これは以外に難しい。最適な人がいても、他の任務で出はらってしまっている事だってよくある。

最後の紙で手が止まった。

ギルバートが始めてみる少女。その胸元から上を、前後左右から撮った4枚の写真。

顔はやや細く、全体が整っている。目はパッチリで瞳は黒く、意外にも純粋でまっすぐな印象を受ける。

リーリアの弟子なのにな、と思ったギルバートが小さく笑う。

「どうかしたのかい?」と聞いたワイスンを見て「まあな」と返し、もう一度写真を見た。

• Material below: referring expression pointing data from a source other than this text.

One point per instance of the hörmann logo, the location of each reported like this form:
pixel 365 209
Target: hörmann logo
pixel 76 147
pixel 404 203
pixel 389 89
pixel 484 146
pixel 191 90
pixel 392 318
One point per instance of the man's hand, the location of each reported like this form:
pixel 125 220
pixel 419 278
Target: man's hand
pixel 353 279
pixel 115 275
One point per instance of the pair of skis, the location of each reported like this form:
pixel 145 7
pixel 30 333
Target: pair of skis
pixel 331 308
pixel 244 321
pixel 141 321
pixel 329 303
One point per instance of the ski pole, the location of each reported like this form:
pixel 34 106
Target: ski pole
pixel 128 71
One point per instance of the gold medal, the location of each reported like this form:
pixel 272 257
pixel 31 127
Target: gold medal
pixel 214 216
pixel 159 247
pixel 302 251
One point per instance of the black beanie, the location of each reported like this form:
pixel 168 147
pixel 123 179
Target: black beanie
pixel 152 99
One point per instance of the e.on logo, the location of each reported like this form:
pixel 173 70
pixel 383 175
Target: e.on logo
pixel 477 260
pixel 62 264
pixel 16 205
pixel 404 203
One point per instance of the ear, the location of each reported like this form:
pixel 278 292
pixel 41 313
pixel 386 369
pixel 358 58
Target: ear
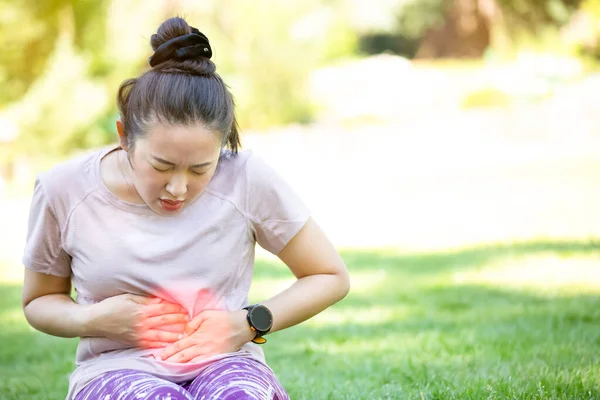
pixel 122 135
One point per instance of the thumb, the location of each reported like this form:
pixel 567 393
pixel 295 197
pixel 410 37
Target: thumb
pixel 194 324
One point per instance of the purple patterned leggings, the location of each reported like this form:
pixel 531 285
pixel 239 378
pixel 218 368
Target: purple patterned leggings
pixel 227 379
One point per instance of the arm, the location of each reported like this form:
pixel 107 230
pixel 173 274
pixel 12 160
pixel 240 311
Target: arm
pixel 322 281
pixel 49 308
pixel 126 318
pixel 322 278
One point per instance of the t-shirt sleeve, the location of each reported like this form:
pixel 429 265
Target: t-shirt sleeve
pixel 276 212
pixel 43 251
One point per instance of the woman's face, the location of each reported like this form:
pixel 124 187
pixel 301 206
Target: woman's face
pixel 171 165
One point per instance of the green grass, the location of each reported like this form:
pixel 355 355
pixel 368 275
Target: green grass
pixel 445 325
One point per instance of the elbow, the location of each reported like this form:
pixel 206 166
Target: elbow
pixel 344 284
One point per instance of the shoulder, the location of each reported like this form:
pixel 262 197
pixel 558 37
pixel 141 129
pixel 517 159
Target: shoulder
pixel 69 182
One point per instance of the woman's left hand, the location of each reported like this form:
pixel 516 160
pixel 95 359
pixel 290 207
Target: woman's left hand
pixel 209 333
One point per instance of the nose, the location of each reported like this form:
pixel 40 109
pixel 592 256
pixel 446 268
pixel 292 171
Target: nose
pixel 177 185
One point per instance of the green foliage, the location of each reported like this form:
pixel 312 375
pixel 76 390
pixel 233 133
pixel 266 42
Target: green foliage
pixel 66 58
pixel 416 17
pixel 486 98
pixel 408 330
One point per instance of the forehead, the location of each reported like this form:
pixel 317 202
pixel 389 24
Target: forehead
pixel 181 144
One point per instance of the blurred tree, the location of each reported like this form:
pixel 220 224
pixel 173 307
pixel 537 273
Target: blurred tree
pixel 64 60
pixel 466 28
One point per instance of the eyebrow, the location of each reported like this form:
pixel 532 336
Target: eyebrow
pixel 173 164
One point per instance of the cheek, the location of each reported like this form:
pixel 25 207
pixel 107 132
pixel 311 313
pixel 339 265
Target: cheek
pixel 150 181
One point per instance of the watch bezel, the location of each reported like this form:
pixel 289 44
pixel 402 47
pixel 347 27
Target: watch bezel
pixel 255 322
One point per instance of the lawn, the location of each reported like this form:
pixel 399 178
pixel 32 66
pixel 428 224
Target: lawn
pixel 519 321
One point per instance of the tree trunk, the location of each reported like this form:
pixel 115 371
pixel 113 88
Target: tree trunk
pixel 465 33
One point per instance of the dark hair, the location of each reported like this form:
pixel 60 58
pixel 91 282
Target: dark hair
pixel 178 92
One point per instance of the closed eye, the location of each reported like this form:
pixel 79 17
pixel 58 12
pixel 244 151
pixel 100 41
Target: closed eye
pixel 159 170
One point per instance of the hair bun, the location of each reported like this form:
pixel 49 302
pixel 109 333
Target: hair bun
pixel 192 45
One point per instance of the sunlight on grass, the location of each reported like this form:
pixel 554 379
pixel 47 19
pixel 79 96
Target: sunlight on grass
pixel 544 272
pixel 362 316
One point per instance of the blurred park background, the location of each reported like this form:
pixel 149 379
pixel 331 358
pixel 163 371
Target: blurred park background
pixel 450 148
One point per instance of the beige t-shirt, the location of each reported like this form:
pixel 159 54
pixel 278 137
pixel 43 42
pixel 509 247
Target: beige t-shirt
pixel 78 228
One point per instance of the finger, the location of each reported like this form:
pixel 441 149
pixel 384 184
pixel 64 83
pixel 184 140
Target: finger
pixel 176 347
pixel 141 299
pixel 164 308
pixel 178 328
pixel 188 354
pixel 156 335
pixel 167 319
pixel 148 344
pixel 195 323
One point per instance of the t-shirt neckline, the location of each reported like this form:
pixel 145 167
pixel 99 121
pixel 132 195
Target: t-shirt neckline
pixel 110 196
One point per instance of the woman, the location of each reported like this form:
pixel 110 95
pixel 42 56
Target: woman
pixel 157 236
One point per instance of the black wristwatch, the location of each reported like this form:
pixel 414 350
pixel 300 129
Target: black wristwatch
pixel 261 321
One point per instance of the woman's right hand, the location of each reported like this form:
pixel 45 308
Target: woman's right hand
pixel 142 321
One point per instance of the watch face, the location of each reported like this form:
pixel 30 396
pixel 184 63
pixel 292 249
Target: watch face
pixel 261 318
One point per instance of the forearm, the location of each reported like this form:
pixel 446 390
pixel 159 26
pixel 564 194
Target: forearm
pixel 307 297
pixel 58 315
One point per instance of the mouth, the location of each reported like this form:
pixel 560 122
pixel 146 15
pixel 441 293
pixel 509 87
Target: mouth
pixel 170 205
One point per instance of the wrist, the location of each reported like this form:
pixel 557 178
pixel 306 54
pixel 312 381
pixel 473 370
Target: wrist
pixel 243 330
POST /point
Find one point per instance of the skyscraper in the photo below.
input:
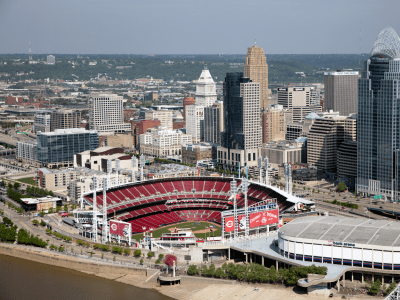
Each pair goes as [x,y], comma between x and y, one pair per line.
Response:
[242,134]
[256,68]
[206,93]
[341,92]
[214,122]
[195,122]
[378,125]
[106,113]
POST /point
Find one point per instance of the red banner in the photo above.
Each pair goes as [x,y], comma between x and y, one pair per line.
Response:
[264,218]
[242,222]
[119,228]
[229,224]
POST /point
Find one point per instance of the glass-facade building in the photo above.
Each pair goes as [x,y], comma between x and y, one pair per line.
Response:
[60,146]
[378,139]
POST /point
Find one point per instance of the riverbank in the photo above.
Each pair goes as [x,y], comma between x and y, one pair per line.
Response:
[194,288]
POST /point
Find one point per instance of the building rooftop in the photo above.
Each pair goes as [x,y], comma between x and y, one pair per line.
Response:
[387,43]
[346,230]
[68,131]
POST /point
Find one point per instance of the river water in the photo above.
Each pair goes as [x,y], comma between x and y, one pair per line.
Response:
[23,279]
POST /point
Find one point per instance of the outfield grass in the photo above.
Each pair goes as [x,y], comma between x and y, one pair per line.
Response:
[28,180]
[158,232]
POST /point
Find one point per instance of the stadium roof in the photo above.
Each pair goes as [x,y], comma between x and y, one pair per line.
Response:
[387,43]
[346,230]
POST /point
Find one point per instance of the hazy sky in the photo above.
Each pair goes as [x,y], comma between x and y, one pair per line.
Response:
[193,27]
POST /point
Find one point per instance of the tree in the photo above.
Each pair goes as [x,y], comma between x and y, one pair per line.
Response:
[170,259]
[342,186]
[375,287]
[193,270]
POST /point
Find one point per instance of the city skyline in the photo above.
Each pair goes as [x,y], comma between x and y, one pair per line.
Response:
[141,28]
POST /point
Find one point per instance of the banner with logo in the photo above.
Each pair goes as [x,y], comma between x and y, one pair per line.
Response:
[264,218]
[229,224]
[119,228]
[242,222]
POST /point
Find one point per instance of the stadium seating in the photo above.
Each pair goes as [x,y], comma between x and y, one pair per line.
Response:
[170,200]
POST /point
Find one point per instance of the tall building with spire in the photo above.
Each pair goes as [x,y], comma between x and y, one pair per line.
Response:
[378,119]
[206,93]
[256,68]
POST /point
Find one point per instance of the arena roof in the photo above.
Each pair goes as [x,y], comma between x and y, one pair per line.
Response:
[346,230]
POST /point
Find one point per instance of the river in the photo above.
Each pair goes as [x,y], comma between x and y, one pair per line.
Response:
[23,279]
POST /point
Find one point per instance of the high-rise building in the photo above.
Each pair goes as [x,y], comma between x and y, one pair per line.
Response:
[273,120]
[187,101]
[106,113]
[59,147]
[42,122]
[256,68]
[206,93]
[242,131]
[51,59]
[378,139]
[214,122]
[65,119]
[163,115]
[195,122]
[299,100]
[324,139]
[341,92]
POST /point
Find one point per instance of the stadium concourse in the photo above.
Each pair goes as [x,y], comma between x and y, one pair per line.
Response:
[160,202]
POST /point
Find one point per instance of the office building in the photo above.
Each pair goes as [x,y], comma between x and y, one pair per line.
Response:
[378,140]
[163,115]
[140,126]
[26,151]
[214,122]
[152,96]
[97,159]
[324,139]
[162,142]
[195,153]
[106,113]
[273,120]
[300,129]
[65,119]
[347,163]
[282,152]
[42,123]
[57,148]
[256,68]
[195,122]
[51,59]
[206,93]
[341,92]
[187,101]
[241,137]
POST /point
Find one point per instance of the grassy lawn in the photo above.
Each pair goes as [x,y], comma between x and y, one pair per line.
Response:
[28,180]
[158,232]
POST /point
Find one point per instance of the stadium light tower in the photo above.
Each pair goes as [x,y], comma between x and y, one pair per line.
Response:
[133,166]
[94,229]
[290,178]
[105,187]
[234,193]
[142,163]
[117,166]
[245,188]
[266,170]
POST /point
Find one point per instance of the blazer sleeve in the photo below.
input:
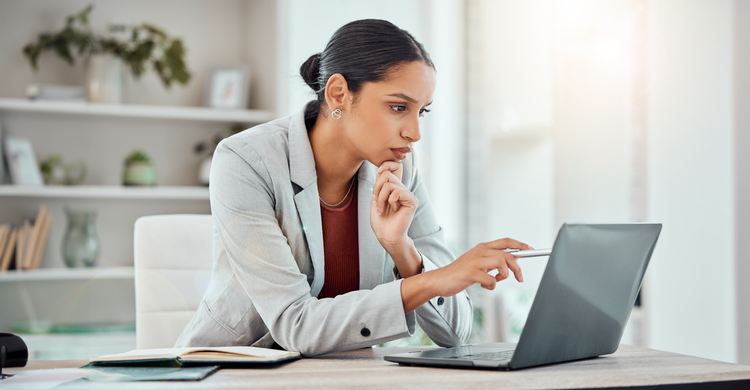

髪は黒く短い。前からだと耳が隠れるが、横からだと完全に見える。

その程度の長さなのに、後ろで結んでいる。いわゆるポニーテールだが小さい。

本来不釣合いなそれが似合っているのは、元がいいからだろう。

写真の下には「ナデシコ」と書いてあった。

「こいつがリーリアの弟子か?」

紙に印刷された写真を指差してワイスンに見せる。

「そうだよ。この間入団試験受けに来てたんだ。あの二人の弟子なだけあってさすが、という感じだったかな」

「へぇ〜、あっ!……悪い、ワイスン。ミッションの前に言わないといけない事があった」

「なにかな?」

笑みを浮かべたまま、ワイスンが聞き返す。

ギルバートが、平手を額の前に持ってきて、

「悪い!リーリアが寮の部屋の壁を壊しやがった。俺が行ってる間に頼む!」

「……え?」

ワイスンの笑顔が固まった。

いくら強者ぞろいのビーストガーズでも、壁が壊れる事なんてめったに無い。

まして個人に貸している部屋が壊れると……。上司にも責任が……。

「……まあ、壊れた物は仕方ないな……、どうしてそんな事に……?」

ギルバートが話し終わると、ワイスンは困り顔で頭を抱えた。